Data Needs Intelligence, Too
Data management solutions must deliver more than just hardware performance. They need to manage data securely, at scale, and be accessible both in the cloud and on-premises. Experts indicate that platform solutions such as these need to offer multi-tenancy, catering to various environments from enterprise applications to hyperscalers.
DataDirect Networks (DDN) offers a solution with its Data Intelligence Platform. This platform consists of two key components. Infinia 2.0
is a software-defined storage platform providing a unified view of an organization’s data collections. The EXAScaler
, its highly scalable file system, is optimized for high-performance, big data, and AI workloads.
Oehme explains, “Infinia is a data platform that also happens to speak many storage protocols, including those for structured data. It allows you to store data, but not just normal data files and objects. It allows me to store a huge amount of metadata combined with unstructured data in the same view.”

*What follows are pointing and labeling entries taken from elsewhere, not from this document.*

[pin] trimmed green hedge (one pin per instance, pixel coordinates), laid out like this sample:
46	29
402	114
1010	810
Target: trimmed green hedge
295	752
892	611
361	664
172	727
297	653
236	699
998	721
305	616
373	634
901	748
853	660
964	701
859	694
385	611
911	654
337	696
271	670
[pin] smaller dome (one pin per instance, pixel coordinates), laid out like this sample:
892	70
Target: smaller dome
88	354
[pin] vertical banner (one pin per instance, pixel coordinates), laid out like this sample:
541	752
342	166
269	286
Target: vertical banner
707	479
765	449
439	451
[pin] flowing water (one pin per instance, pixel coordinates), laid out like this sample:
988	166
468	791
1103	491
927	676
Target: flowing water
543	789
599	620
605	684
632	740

This approach eliminates the need for multiple silos and the complexities of managing multiple data analysis and management tools, resulting in more efficient data pipelines and operations. The Infinia 2.0 and EXAScaler platforms are designed to scale from enterprise applications to cloud service providers and hyperscalers. They support up to 100 PB in a single rack, delivering a 75 percent reduction in power, cooling, and data center footprint, with 99.999 percent uptime. The impacts of high density and efficiency are particularly relevant to the future of AI, where access to power and real-estate are rapidly becoming major constraints.
DDN has a strong partnership with semiconductor giant, which it is closely tailored to. This partnership ensures seamless integration with Nvidia’s hardware and software stacks, supporting over 100,000 GPUs in a single deployment. For hyperscalers and cloud service providers, enhancements in performance and efficiency are paramount, especially in high-stakes industries like autonomous driving, where every millisecond counts. Examples, like the elevated introduction of autonomous capabilities in U.S. manufacturing lines, further underscores the significance of achieving reliable, real-time data access.
is poised to play best in the AI market as equipping companies in operationalizing their knowledge of AI and data capabilities. Effective AI systems hinge on several factors, not least ensuring appropiate governance standards and infastructures.